No nanny-stater she; Sarah Palin understands meaning of freedom
This morning, I read the first 100 pages (about one-quarter) of Sarah Palin’s book, Going Rogue: An American Life. And despite the “narrative” that this book is whiny, with the former Alaska Governor portraying herself as a victim trying to settle scores, there is no trace of that in the book’s first two chapters.
Indeed, on a number of occasions, this charismatic woman acknowledges her own mistakes, particularly in her 2002 bid for the Republican nomination for Lietenant Governor of the Last Frontier where she fell short by just 2% of the votes cast. Her style is a little breezy for my taste, but the book is very readable. And like Barack Obama, she does use a lot of clichés. She seems to talk more about common sense conservative principles than actually articulate those principles and show how they work in the real world.

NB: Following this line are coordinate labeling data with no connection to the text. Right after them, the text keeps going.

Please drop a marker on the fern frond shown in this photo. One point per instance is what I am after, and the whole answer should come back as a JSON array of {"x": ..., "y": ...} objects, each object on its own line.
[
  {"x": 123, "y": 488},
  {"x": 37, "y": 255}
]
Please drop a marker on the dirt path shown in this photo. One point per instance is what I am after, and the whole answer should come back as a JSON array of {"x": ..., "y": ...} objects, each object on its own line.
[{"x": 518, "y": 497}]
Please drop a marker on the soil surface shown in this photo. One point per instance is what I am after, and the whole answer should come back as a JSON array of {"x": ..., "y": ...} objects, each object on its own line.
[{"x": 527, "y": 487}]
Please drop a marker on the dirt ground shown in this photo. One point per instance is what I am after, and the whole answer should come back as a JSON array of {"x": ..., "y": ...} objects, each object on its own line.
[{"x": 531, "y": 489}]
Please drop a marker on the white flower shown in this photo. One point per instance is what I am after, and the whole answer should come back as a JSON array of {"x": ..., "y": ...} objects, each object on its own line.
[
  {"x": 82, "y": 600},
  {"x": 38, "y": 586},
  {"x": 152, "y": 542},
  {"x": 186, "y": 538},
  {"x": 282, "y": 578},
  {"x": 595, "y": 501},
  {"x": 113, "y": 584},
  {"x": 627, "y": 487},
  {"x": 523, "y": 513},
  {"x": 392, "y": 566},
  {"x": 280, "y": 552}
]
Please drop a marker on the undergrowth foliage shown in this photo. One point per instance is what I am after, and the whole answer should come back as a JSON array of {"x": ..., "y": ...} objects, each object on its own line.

But, there are times, when she does provide examples which illustrate the meaning of those principles. My favorite such example was when she explained why she stopped frequently a local café in Wasilla that she used to visit regularly when she first become mayor of that booming Alaskan metropolis:
I finally slowed down on that Friday-morning routine when I was pregnant with Piper. Nearly every pregnant woman has something that can make her instantly ill, and the cigarette smoke inside the café kind of nauseated me. Instead of supporting a much-talked-about citywide smoking ban at the time, though I just stopped going to that restaurant. It eventually went smoke-free on its own, which is the way things like that should work.
No nanny-stater she. Sarah Palin shows exactly how one should react if a business doesn’t cater to her particular needs. Instead of running whining to the government, she takes action on her own. She doesn’t go to the offending establishment and notes how it, without the heavy hand of the state, changes its smoking policies on its own.
Palin is right, that’s the way things like that should work.